The electroretinogram results from the currents that flow within the eye as a result of the light-induced activity of neuronal, glial and retinal pigment epithelial cells and can be analyzed into component ‘waves’ that result from specific cells or sets of cells. The identity of the component waves and the means by which they are measured are explained in Fig. 1A. Photoreceptors are the source of the negative-going a-wave [48]. The polarity of this wave can be explained in part by the fact that it results from the cessation of a standing photocurrent that flows constantly in the dark. Rod bipolar cells are the source of the b-wave in the dark-adapted retina [912]. The b-wave can be detected with less luminous stimuli than the a-wave in part because bipolar cell signals represent an amplification of the rod signals and result from a convergence of rods onto bipolar cells [10]. However, the b-wave is not the most sensitive to dim stimuli. Rather, the scotopic threshold response (STR) is the most sensitive [13]. The STR is the result of inner retinal activity, but its precise cellular origin has not been determined. The STR in C57BL/6J mice is biphasic [13, 2]. The c-wave is a slow, usually positive-going signal, that originates from two opposing sources [1416]: the retinal pigment epithelium and retinal glial cells. The retinal pigment epithelial cells respond to reduced [K+] in the interphotoreceptor space during illumination and tend to produce a positive potential while the retinal gial cells produce the negative slow PIII component that opposes the potential resulting from the retinal pigment epithelium. The c-wave results from the sum of these two processes and can therefore have either polarity. However, in C57BL/6J mice the polarity is usually positive. Oscillatory potentials (OP) originate in the inner retina [17] and are quite variable in the mouse. The OP responses are shown in Fig. 1 but will not be considered further.

Fig. 1.

Fig. 1

The components of the C57BL/6J mouse electroretinogram (ERG) and how they are measured. (A) Upper traces, the dark-adapted ERG evoked by stimui of medium to high luminance. Middle trace, the a-wave, b-wave and c-wave are labeled for the response to a high luminance stimulus, showing how the amplitude of each wave was measured for this study. Lower drawing, sketches of the approximate time-courses of the a-, b- and c-waves in the middle trace, were they able to be recorded in isolation. (B) The dark-adapted ERG evoked by two very dim stimuli (0.000176 & 0.000281 cd s/m2). The biphasic scotopic threshold response (STR) is evoked in this strain and its amplitude is measured as shown. (C) The light-adapted ERG. A steady adapting light sufficient to saturate the rod pathway (0.5 cd/m2) was presented while a flashing stimulus was applied. The luminance of the flashing stimulus was 0.2 cd s/m2 This same stimulus evoked a larger response with longer latency in the dark-adapted retina (see A). (D) Oscillatory potentials (OP) contribute to the mouse ERG and have been digitally filtered from all responses in this paper except for that shown here. Filtering these potentials makes it possible to focus attention on the other waves of the ERG. A response is shown with and without OP and below the OP time course is shown in the absence of the rest of the ERG

Materials and methods

Mice were obtained from the Jackson Laboratory or were bred at Northwestern University. All experiments were performed in accordance with the ARVO guidelines for the use of animals in research. During anesthesia body temperature was maintained between 36 and 37 °C.
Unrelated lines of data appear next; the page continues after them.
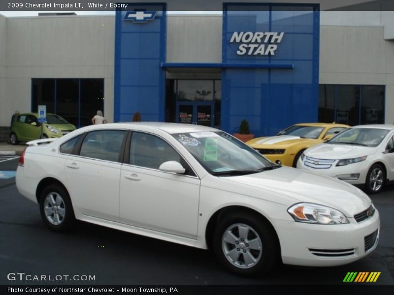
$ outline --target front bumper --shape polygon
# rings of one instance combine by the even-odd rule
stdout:
[[[304,160],[301,160],[300,157],[297,162],[297,168],[321,175],[336,177],[351,184],[359,185],[363,184],[365,183],[366,175],[369,169],[369,163],[367,162],[367,160],[363,161],[363,162],[350,164],[343,166],[335,166],[337,162],[337,160],[335,160],[335,162],[334,162],[332,166],[329,168],[313,168],[306,166],[305,165]],[[343,179],[343,177],[339,178],[339,176],[352,174],[359,174],[360,176],[358,176],[357,179]]]
[[[379,212],[376,210],[371,217],[358,223],[354,218],[348,219],[350,223],[337,225],[280,221],[277,226],[280,228],[278,233],[283,263],[334,266],[368,255],[379,240]]]

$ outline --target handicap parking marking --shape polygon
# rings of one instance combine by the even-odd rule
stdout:
[[[15,171],[0,171],[0,179],[8,179],[15,177]]]

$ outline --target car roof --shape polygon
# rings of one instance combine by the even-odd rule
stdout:
[[[370,124],[369,125],[358,125],[354,126],[352,128],[370,128],[391,130],[394,129],[394,125],[390,124]]]
[[[349,128],[350,127],[345,124],[340,124],[337,123],[298,123],[295,124],[298,126],[316,126],[318,127],[344,127]]]
[[[180,123],[164,123],[162,122],[125,122],[119,123],[108,123],[98,125],[91,125],[84,127],[89,130],[95,129],[111,129],[121,128],[129,129],[133,127],[148,128],[151,130],[160,130],[170,134],[188,132],[207,132],[221,131],[219,129],[192,124],[181,124]]]

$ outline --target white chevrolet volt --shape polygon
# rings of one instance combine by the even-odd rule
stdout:
[[[347,129],[304,151],[297,168],[380,192],[394,180],[394,125]]]
[[[217,129],[105,124],[30,144],[17,187],[55,231],[77,219],[211,248],[242,275],[281,262],[345,264],[378,243],[379,213],[361,190],[275,164]]]

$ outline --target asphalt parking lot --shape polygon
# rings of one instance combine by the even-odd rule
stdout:
[[[15,170],[17,159],[1,161]],[[380,213],[379,245],[368,257],[332,267],[280,266],[271,275],[246,279],[229,274],[209,252],[79,222],[66,234],[41,222],[37,206],[19,194],[15,178],[0,177],[0,284],[10,272],[95,275],[95,281],[50,283],[95,284],[338,284],[348,271],[380,271],[373,284],[394,284],[394,185],[371,196]]]

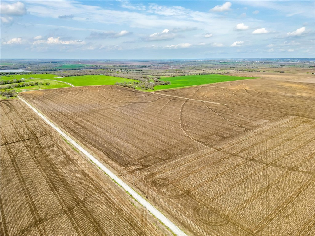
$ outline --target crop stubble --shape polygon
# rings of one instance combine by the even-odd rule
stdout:
[[[314,84],[264,75],[154,93],[101,86],[22,96],[188,234],[310,236]]]
[[[1,235],[171,234],[24,103],[1,103]]]

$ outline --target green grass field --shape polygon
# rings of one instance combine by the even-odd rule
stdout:
[[[44,84],[40,85],[29,86],[27,87],[22,87],[20,88],[16,87],[12,88],[8,88],[7,89],[7,90],[15,90],[16,92],[18,92],[24,91],[29,91],[32,90],[46,89],[48,88],[63,88],[65,87],[71,87],[70,85],[67,84],[65,84],[64,83],[62,83],[60,82],[57,82],[57,81],[54,81],[52,80],[49,80],[45,79],[28,79],[25,80],[25,82],[26,83],[28,83],[29,82],[35,82],[35,81],[41,82]],[[50,84],[49,85],[46,85],[46,84],[45,84],[45,83],[47,82],[49,82],[50,83]],[[0,86],[0,88],[2,88],[5,87],[8,85],[7,84],[2,85]]]
[[[58,76],[51,74],[42,74],[40,75],[14,75],[1,76],[1,79],[5,80],[10,80],[16,79],[19,79],[24,78],[26,80],[30,78],[34,79],[55,80],[60,81],[63,81],[70,83],[74,86],[88,86],[89,85],[105,85],[114,84],[116,82],[120,83],[126,82],[137,81],[135,80],[130,80],[119,77],[108,76],[88,75],[78,76],[69,76],[63,78],[58,78]],[[37,81],[34,80],[33,81]],[[51,82],[52,82],[52,81]],[[49,81],[50,83],[50,81]],[[64,87],[68,87],[68,85],[64,84]]]
[[[62,66],[57,66],[55,68],[58,69],[77,69],[80,67],[85,66],[93,66],[95,65],[90,65],[89,64],[65,64]]]
[[[154,88],[155,90],[160,90],[220,82],[256,78],[257,78],[254,77],[230,76],[222,75],[198,75],[166,77],[161,76],[161,80],[168,80],[170,81],[171,84],[158,85],[155,86]]]
[[[54,79],[70,83],[74,86],[105,85],[114,84],[116,82],[122,83],[125,81],[128,82],[138,81],[114,76],[100,75],[69,76],[62,78],[55,78]]]

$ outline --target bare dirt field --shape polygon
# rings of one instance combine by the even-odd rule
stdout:
[[[311,236],[314,77],[283,74],[154,93],[21,95],[189,234]]]
[[[171,235],[24,103],[0,102],[0,234]]]

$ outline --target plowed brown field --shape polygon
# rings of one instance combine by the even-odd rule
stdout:
[[[100,86],[21,96],[188,234],[311,236],[314,77],[263,75],[154,93]]]
[[[25,104],[0,102],[0,234],[171,235]]]

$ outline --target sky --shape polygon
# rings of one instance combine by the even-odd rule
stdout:
[[[2,59],[314,58],[315,1],[1,2]]]

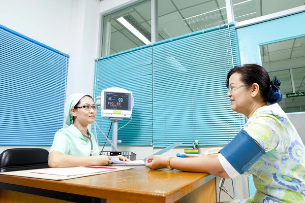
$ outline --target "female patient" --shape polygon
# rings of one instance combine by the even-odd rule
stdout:
[[[50,167],[106,165],[111,163],[111,157],[129,161],[121,155],[100,156],[96,139],[88,129],[97,110],[90,95],[79,93],[69,97],[65,106],[65,121],[69,126],[55,134],[49,154]]]
[[[233,111],[248,118],[245,127],[217,155],[195,158],[152,156],[146,165],[208,173],[233,178],[252,174],[257,189],[240,202],[305,202],[305,150],[295,128],[277,103],[280,82],[270,83],[266,70],[256,64],[235,67],[227,87]],[[267,102],[274,104],[267,106]]]

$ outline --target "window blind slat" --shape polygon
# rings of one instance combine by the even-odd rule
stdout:
[[[51,145],[63,127],[69,56],[3,27],[0,144]]]

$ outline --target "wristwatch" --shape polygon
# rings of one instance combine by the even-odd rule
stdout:
[[[167,159],[167,168],[169,169],[170,170],[173,170],[173,168],[170,167],[170,159],[171,159],[173,157],[168,157]]]

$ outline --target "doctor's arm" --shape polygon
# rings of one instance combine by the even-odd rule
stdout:
[[[77,156],[63,154],[53,151],[49,154],[49,166],[51,167],[75,167],[82,165],[106,165],[111,163],[109,156]]]

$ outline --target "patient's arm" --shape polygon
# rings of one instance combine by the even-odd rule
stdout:
[[[147,158],[145,165],[154,170],[166,168],[167,159],[164,156],[151,156]],[[194,158],[172,158],[170,160],[170,166],[180,171],[208,173],[221,178],[230,178],[221,165],[217,154],[200,155]]]

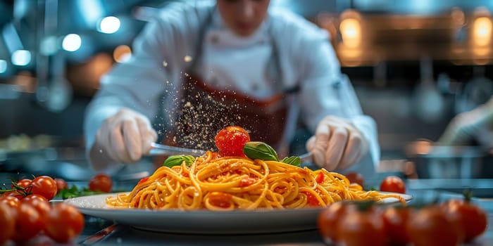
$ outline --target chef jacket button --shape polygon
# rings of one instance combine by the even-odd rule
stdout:
[[[217,86],[218,85],[218,79],[216,79],[216,77],[211,77],[211,79],[209,79],[209,82],[210,82],[211,86]]]
[[[258,91],[258,84],[252,84],[251,89],[253,91]]]
[[[218,44],[219,42],[219,37],[218,37],[218,35],[212,35],[211,37],[211,42],[212,42],[214,44]]]

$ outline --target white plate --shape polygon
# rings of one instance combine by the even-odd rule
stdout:
[[[412,196],[399,194],[409,201]],[[150,210],[118,209],[108,206],[105,198],[116,193],[101,194],[67,199],[87,215],[113,221],[135,228],[180,233],[248,234],[290,232],[316,228],[317,216],[321,207],[297,209],[235,210]],[[389,198],[385,202],[395,202]]]

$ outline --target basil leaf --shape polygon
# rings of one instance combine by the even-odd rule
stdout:
[[[92,195],[96,194],[103,194],[102,191],[92,191],[87,188],[81,188],[79,189],[75,185],[70,188],[64,188],[56,195],[57,197],[61,197],[63,200],[78,198],[85,195]]]
[[[192,155],[171,155],[163,163],[163,166],[171,167],[181,165],[183,162],[185,162],[187,166],[191,166],[195,161],[195,157]]]
[[[299,167],[301,165],[301,159],[299,159],[299,157],[297,156],[286,157],[281,160],[281,162]]]
[[[243,152],[252,160],[279,160],[275,150],[263,142],[248,142],[243,148]]]

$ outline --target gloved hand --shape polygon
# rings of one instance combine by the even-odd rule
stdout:
[[[327,116],[306,142],[306,149],[320,167],[332,171],[348,168],[368,151],[368,141],[349,119]]]
[[[443,134],[438,140],[442,145],[458,145],[466,144],[476,137],[483,128],[493,124],[493,101],[482,105],[473,110],[457,115],[449,123]]]
[[[135,162],[149,153],[157,134],[149,119],[123,108],[106,119],[96,134],[94,145],[113,161]]]

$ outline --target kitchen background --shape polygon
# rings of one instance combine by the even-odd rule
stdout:
[[[83,162],[84,110],[100,77],[131,56],[133,39],[171,1],[0,1],[0,162],[13,150],[57,145],[73,147],[63,155]],[[377,123],[384,160],[406,158],[409,143],[437,140],[455,115],[493,95],[492,1],[271,4],[331,34]]]

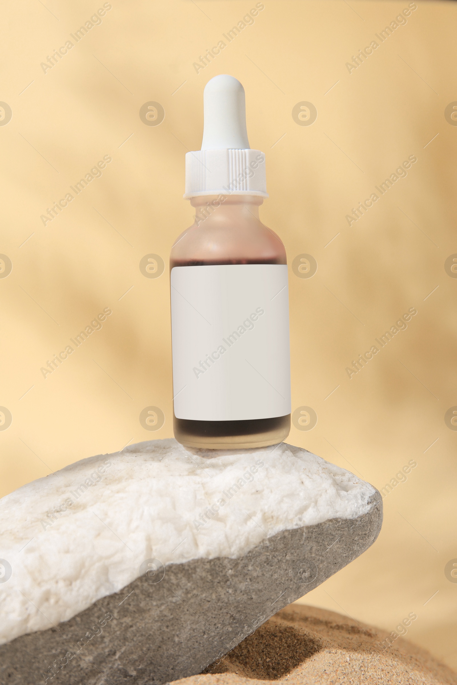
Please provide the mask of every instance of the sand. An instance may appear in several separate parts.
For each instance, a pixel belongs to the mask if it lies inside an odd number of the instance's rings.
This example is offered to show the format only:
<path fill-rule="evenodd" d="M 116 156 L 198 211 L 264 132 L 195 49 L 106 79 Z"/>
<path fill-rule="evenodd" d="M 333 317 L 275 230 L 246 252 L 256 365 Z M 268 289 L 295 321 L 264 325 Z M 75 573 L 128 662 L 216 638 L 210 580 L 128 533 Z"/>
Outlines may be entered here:
<path fill-rule="evenodd" d="M 289 604 L 203 674 L 175 685 L 457 685 L 457 674 L 401 637 L 340 614 Z"/>

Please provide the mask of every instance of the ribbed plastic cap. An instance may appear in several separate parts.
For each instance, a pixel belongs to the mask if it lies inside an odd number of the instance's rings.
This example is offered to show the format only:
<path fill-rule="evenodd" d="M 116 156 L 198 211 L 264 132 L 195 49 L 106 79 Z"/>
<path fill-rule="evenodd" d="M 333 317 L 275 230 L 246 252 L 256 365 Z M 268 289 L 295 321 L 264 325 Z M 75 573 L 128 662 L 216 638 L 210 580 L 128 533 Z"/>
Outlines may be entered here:
<path fill-rule="evenodd" d="M 245 89 L 237 79 L 221 74 L 208 81 L 203 92 L 203 119 L 201 149 L 186 155 L 184 197 L 268 197 L 265 155 L 249 147 Z"/>

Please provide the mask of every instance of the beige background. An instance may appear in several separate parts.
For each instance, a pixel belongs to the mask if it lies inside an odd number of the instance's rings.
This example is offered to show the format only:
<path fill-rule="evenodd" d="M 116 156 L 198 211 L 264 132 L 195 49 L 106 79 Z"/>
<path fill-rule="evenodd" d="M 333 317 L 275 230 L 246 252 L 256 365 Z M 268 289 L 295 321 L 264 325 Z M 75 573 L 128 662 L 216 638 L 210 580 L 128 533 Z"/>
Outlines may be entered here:
<path fill-rule="evenodd" d="M 0 405 L 12 423 L 0 432 L 0 494 L 172 435 L 167 268 L 147 279 L 138 264 L 149 253 L 167 264 L 192 223 L 184 154 L 200 147 L 206 83 L 232 74 L 246 90 L 251 145 L 267 155 L 261 217 L 290 264 L 306 253 L 319 265 L 310 279 L 290 272 L 293 406 L 313 408 L 318 422 L 289 442 L 380 489 L 417 462 L 385 497 L 375 545 L 304 601 L 392 630 L 415 612 L 407 636 L 457 667 L 457 584 L 444 572 L 457 558 L 457 432 L 444 421 L 457 405 L 457 279 L 444 269 L 457 253 L 457 127 L 444 116 L 457 100 L 455 4 L 419 2 L 349 74 L 345 62 L 407 0 L 265 0 L 197 74 L 193 63 L 254 0 L 114 0 L 45 74 L 40 62 L 103 3 L 73 4 L 2 10 L 0 99 L 12 119 L 0 126 L 0 253 L 12 271 L 0 279 Z M 159 126 L 140 119 L 149 101 L 164 108 Z M 317 108 L 311 126 L 292 118 L 301 101 Z M 412 154 L 408 176 L 349 227 L 346 214 Z M 102 177 L 43 226 L 40 214 L 104 155 Z M 102 329 L 45 379 L 40 367 L 105 307 Z M 345 367 L 410 307 L 408 329 L 349 379 Z M 150 405 L 165 415 L 156 433 L 138 420 Z"/>

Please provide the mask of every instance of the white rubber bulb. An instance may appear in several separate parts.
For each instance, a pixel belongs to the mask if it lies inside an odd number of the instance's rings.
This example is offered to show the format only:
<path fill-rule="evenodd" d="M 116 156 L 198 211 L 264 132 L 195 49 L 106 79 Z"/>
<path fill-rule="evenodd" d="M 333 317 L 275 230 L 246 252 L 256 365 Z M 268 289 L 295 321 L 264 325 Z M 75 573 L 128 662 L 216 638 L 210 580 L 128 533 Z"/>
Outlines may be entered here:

Recordings were made using a “Frishman-Robson” device [13] with DTL fibers. It is key that all preparation was done with infra-red illumination and image converters. A minimum of 2 h prior dark adaptation was used [18]. Alternatively, the mouse was dark-adapted after electrode placement.

Results

Variation of the ERG among inbred strains of the mouse

In this section the absence of the ERG that occurs in strains that possess the rd mutation will not be considered (see Discussion). Although the C57BL/6J strain is generally used for physiological, genetic and behavioral studies of vision in the mouse, other strains are used for certain purposes. For example, homologous recombination, which is essential for substituting a mutant allele of a gene for the wild-type allele, can be done best using embryonic stem cells derived from the 129S1/SvImJ strain. In order to map a mutation genetically it is necessary to perform crosses with a ‘counterstrain’ that has DNA polymorphisms but still has a relatively normal electroretinogram. The 129S1/SvImJ strain and the DBA strain are both useful for this purpose. Since albinism affects vision by increasing retinal illumination through light reflected from the back of the eye, it is also important to keep in mind that albinism affects the ERG, and a number of inbred strains are albino. Not surprisingly, the ERG varies among inbred strains [19]. This can be seen in Fig. 2 in which the scotopic ERG is shown for three of 34 inbred strains that were studied. A number of differences are evident. First, the c-wave is more pronounced and tends to be more positive for C57BL/6J than for either 129S1/SvImJ or A/J. Second, the amplitude of the a-wave, relative to that of the b-wave, is greater for C57BL/6J than for the other strains. Third, the time course of the b-wave in response to bright stimuli is much more prolonged for A/J. We have quantified the values of the various waves of the ERG for 34 strains and 11 F1 hybrids, and the results are contained in Supplemental Tables I and II. The naturally-occurring variation in the ERG among inbred strains requires that interpretation be done with this variation in mind. For example, in the ERG of test cross mice produced for genetic mapping is likely to be influenced by variation in the background genetic composition of the test cross mice, particularly in the F2 generation.

Fig. 2.

Fig. 2

Examples of inter-strain variation in the time course of the ERG. Note that the c-wave is more prominent for the C57BL/6J strain than for either 129S1/SvImJ or A/J. The A/J strain is also albino, and consistent with this some stimuli evoke more transient responses in A/J mice than in pigmented strains. Inter-strain variability is quantified in Supplemental Tables I and II It should be pointed out that variation in the ERG or any other property of vision among strains can be used to help pin-point the genes that are responsible for the variation. The presently-used inbred laboratory strains used today derive from very few wild-caught mice (and in a few cases, wild mice) and thus their genomes are mosaics of the chromosomes of these founder mice in which the haplotype blocks are very small (<1 Mb) [20, 21]. The genetic diversity of the founder mice allows the DNA derived from them to be identified by characterizing their polymorphisms. The polymorphisms between many standard laboratory strains have been characterized [22] at over 150,000 locations in the genome. These polymorphisms have been used to identify known genes that affect vision. What is needed on the part of the investigator is to measure the phenotype in each of many strains and then apply these data to a mapping program designed for this purpose. The program establishes associations between the DNA segments of each strain (from the small number of founder mice) and the phenotype. A program for this purpose is available on the web (http://snpster.gnf.org/cgi-bin/snpster_ext.cgi). Thus, naturally-occurring variation among strains of mice provides a resource for vision researchers that can be exploited readily at the present time.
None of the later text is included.